The Board of County Commissioners joins County Administrator Roman Gastesi, County Attorney Bob Shillinger, Monroe County Legislative Affairs Director Lisa Tennyson, and Monroe County’s Tallahassee-based lobbying team after the 2021 legislative wrap-up.
Commissioners Discuss Monroe County’s State Legislative Session Wrap Up
MONROE COUNTY, FL – Monroe County Legislative Affairs Director Lisa Tennyson presented the Monroe County Board of County Commissioners (BOCC) a legislative session wrap-up discussion with the County’s lobbying team. The Florida State legislative session concluded Friday, April 30, 2021, as scheduled.
The BOCC’s priorities included appropriations for Stewardship funding, land acquisition, vessel pump-out services, upgrades to the local Baker Act facility, preservation of affordable Citizens wind insurance rates, reduction of derelict vessels, resiliency funding, vacation rental grandfather protection, and preservation of home rule authority.
A brief recap of Monroe County’s session outcomes, to be signed by the Governor on or before July 1:
- Successful in securing Stewardship and land acquisition funding appropriation requests in full.

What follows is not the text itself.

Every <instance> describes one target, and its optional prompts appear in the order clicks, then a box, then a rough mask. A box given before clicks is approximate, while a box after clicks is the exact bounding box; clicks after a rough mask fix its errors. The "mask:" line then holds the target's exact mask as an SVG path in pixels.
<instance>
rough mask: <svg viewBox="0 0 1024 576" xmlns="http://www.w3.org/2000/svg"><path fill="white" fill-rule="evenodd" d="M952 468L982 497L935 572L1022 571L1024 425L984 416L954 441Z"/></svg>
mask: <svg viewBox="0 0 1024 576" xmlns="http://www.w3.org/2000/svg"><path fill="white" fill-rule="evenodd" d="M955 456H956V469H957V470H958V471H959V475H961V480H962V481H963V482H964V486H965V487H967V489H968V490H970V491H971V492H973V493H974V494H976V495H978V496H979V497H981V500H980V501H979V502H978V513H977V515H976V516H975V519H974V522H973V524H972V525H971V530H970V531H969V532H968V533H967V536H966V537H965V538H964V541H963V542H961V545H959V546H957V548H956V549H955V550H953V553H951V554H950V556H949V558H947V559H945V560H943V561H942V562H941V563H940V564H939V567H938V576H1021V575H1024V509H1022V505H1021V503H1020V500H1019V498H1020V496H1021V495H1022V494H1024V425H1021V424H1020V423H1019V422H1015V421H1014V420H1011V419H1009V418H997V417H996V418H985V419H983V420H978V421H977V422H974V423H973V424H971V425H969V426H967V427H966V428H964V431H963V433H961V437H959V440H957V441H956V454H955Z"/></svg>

This is the first year the County secured the entire $25 million request for Stewardship.
- Secured funding for the local pump-out program for $1 million.
- Secured $200,000 for Baker Act facility upgrades.
- Successfully defeated efforts to eliminate the Citizen’s wind insurance rate cap and reduce the replacement value of new roofs, but there will be a 1 percent increase in the rate cap each year for the next five years.
- Secured approval for a new 90-day anchoring limit for all the waters of the Florida Keys with a requirement to place 300 new mooring balls. The County is determining need and looking to identify ways to make mooring ball permitting and placement easier and less costly.
- Supported State initiative to provide resilience funding via the passage of HB 7019/SB 1954, which authorizes $100 million annually for local government flood mitigation projects. The County successfully amended the bill’s language to ensure local flood mitigation projects will qualify for the new funding.
- Instrumental in the efforts to amend a bill limiting local government authority to issue emergency orders allowing the County to maintains its ability to issue hurricane-related evacuation and road closure emergency orders.
- While home rule was more challenged than ever this year with the passage of several significant new preemption bills, this session’s vacation rental bill did not pass. As a result, Monroe County’s grandfathered vacation rental regulations remain untouched.
“Monroe County also supported and applauds the levels of funding in this year’s State budget for Everglades restoration and Florida Forever,” said Tennyson.
The BOCC will also send a formal veto request for three bills on the Governor’s desk. The three bills are regarding home-based businesses, occupational licensing, and anonymous code compliance complaints.